“关祁少什么事,是我们心情都不好好不好?”霍景翔将话茬接了过去,斜睨了眼祁白若,“祁少,今个是怎么了,往几次你不都挺乐哉的,怎么这次倒是变得沉默寡言了,说说看,又是那个女人惹你生气了?”
“别烦我。”祁白若一口气灌了大半杯酒,将酒杯一下砸在地上,杯子顿时变得四分五裂,他眉头也不皱一下,祁着脸骂道:“都他妈什么东西,不就是个女人吗?离开我了就得瑟了,瞧她那样,一见我就火大,也不知吃了什么火药了。”
“哦,准是嫂子了。这不,还没结婚呢?往后日子长着呢,这就有隔阂,今后怎么一起过?”闻绍佑捏着鼻子笑的上气不接下气,祁白若瞪了他一眼,“什么嫂子,我说的不是蔓熙,唉,这是我心里一大桩烦事,一天不解决一天不是味。”
“哦,原来如此。”莫少坤又倒了满满一杯酒,慢条斯理的喝着,“我说呢,我们几个近心情都不太好,公司老是出些纰漏,总解决不完,有时想想,这总经理的位置我真想交给别人来做了,好落个清闲。”
“得了吧,你不做,你老爸还不拔了你的皮,交给别人做,他放心得了吗?”霍景翔在一旁调侃道,“我们几个,将来铁定是要继承家业的,虚度光阴的日子也没几天了,好好珍惜吧,以后没准儿还得娶一个肥肠样的女人巩固事业,唉,想想都会做恶梦的,这就是豪门子弟的悲哀啊,其实当个普通人才好。”
“好个屁。”
祁白若冷祁接完话,便拿着外套站了起来,低头看了一眼手表;“都一点半了,算了,我先走了,你们随后。”
“啧啧,这就想着嫂子了,你们感情是有多好啊,我们光看着都不是滋味了。”莫少坤推了一下霍景翔,大家目光齐刷刷的看着祁白若,大笑起来。
“就尽管贫嘴吧,我不奉陪了,随你们耍到几点。”祁白若开门的时候,又回头看了一眼莫少坤他们:“或许你们说的对,以后可没这么悠闲自在的生活了,活在当下才是最重要的。”
祁白若坐在车内,看着前叶那栋别墅隐隐照出的灯光,不知为何,他竟一点也不愿上去,他来了半个多小时,就发楞的看着那盏灯,想必,赵家的人应该回去了吧,都这么晚了,想到这里,他的心情又忽然舒畅了几分,便下了车。
他沿着走廊向里走,不一会儿,就到了他家的别墅,深更半夜,周围也是安静得出奇,唯独只听得见他一个人细碎的脚步声,他掏出钥匙把门打开,大厅是漆黑的,他想也没想便径直上了楼。
谁料他的脚才刚刚迈上楼梯,一个娇小的身影便窜到了他面前,他微微怔了一下,却还是叫出了她的名字。
“蔓熙,怎么是你?”
蔓熙一身长款白色连衣裙,长长的大波浪披散在肩上,就这样站在昏暗的楼梯口,乍看之下,都有种说不出来的勾人心魄。
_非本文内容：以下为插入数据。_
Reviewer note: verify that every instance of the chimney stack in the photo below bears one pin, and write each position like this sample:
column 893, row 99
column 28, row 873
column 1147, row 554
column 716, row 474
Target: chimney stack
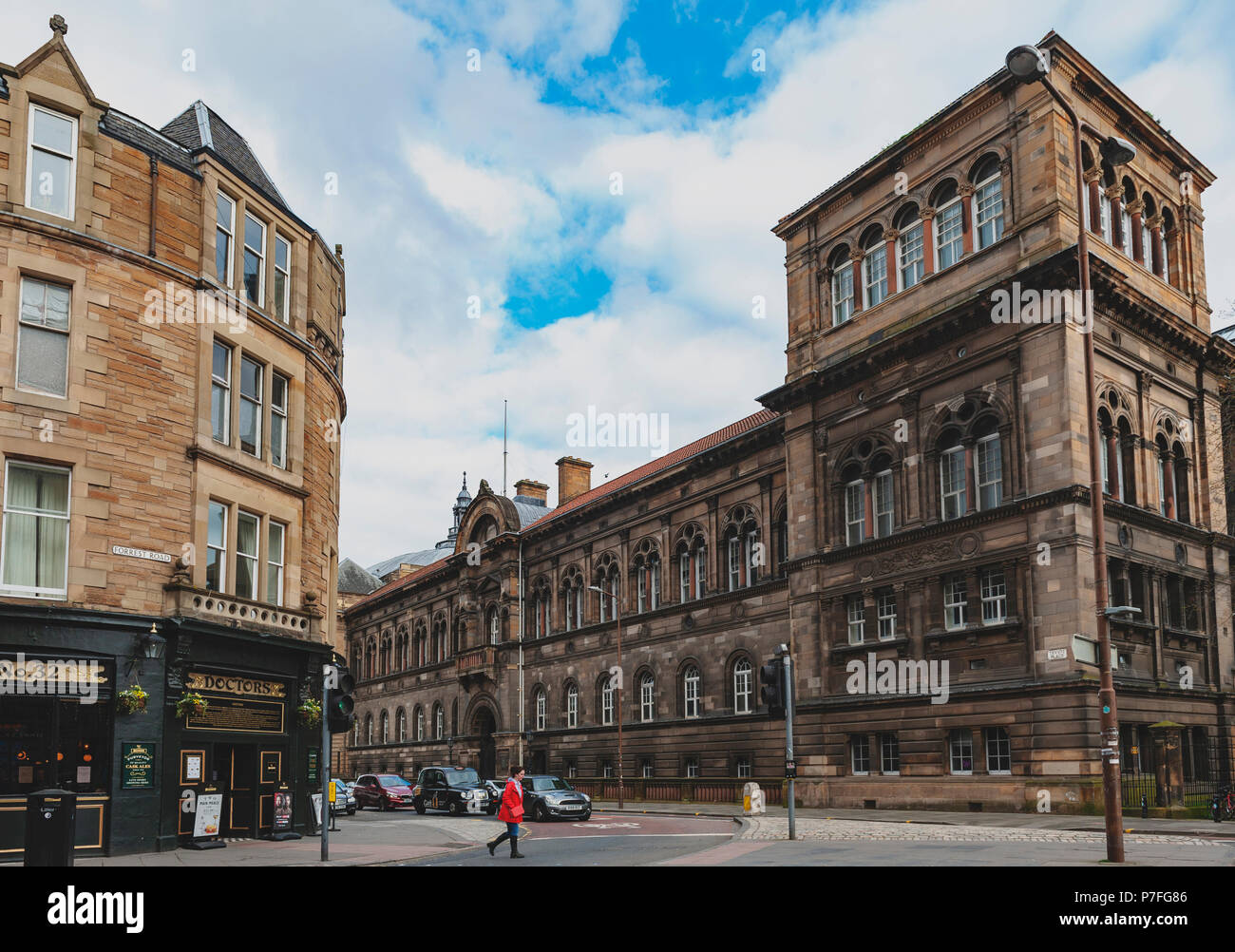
column 573, row 478
column 531, row 491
蔓熙走到他面前,就这样愣愣的看着他,他们的婚礼不久了,可是他还是一而再再而三的将她忽视,甚至连今天这么重要的事他都有理由推掉,要不是伯母一再的留她过夜,她想她一定会哭的跑回家。
“白若,你今天,去哪里了?”蔓熙撑着笑了起来,修长的手轻轻的握住了他的手。
祁白若想要抽开,而她却握的更加紧,她的笑容是很浅的,好像是在借着隐藏什么,蔓熙感觉到她握住的手是那么的温暖宽厚,也是第一次这样紧紧的握着他的手,就这样,她也会觉得自己很幸福。
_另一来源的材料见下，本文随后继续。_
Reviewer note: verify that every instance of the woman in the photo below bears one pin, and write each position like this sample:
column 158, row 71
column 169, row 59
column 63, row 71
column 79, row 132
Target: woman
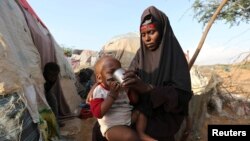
column 159, row 72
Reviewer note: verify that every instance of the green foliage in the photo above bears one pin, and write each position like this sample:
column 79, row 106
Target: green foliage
column 234, row 12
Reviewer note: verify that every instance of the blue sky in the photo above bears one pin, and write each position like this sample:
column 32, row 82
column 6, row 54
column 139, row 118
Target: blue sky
column 89, row 24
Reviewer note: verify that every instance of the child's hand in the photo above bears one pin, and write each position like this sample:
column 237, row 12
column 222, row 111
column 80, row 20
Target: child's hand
column 114, row 88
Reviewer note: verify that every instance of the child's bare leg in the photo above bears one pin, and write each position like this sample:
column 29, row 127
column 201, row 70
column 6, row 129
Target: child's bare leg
column 141, row 124
column 121, row 133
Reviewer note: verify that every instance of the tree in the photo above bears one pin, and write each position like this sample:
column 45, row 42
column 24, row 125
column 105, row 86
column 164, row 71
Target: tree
column 234, row 12
column 67, row 50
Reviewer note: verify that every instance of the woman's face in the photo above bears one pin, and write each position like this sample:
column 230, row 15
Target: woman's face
column 150, row 36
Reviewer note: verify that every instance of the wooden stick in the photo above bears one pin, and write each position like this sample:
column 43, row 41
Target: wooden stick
column 209, row 25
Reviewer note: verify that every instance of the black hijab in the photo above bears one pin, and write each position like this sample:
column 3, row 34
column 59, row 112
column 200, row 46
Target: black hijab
column 166, row 65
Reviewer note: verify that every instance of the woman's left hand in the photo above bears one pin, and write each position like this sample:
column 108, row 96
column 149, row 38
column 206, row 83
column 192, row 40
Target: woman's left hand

祁白若缓缓的才抬头看她,半晌才开口:“你怎么还没回去?有事吗?”
“我们快结婚了,你知道吗?今天是来商量结婚事宜的,而你,却没来。”蔓熙咬着嘴唇,看他,却见他的脸色微微沾了点怒意。
“我没来,一个礼拜后的婚礼还不是要照常举行,我来不来又有什么关系,婚礼的事宜,就和我家人商量吧,我无所谓。”
“白若。”蔓熙有些难以置信的看他,“你就这么讨厌我吗?”
她的话一说出口,盈在眼眶内的泪几乎快要淌下来,祁白若没做声,沉默许久,他才慢慢的开口:“我和你,自然会结婚,这你不用担心,结了婚,我也会把你当做我的太太,不过,我的一举一动,你可休想插手,若你没有办法做到,那么这婚,不结也罢,我的话就撂在这,你想怎么做都行,不过你可别指望把我捆在你身边一辈子。”
蔓熙忽然觉得自己快要支撑不住了,他的话就像一枚针刺进她的心,很痛苦却流不出一滴血,这是她爱了这么多年的男人啊,她以为自己在他心里还是有一点分量的,她以为她可以和他幸福一辈子,所以她对他做的事件件迁就,当她知道他去找叶妮时,她都把自己装的一点都不知情,她睁一只眼闭一只眼,只为求他能不那么讨厌自己,而她做那么多,付出那么多,他,却都看不到,听不到;还对她说出这般伤人的话。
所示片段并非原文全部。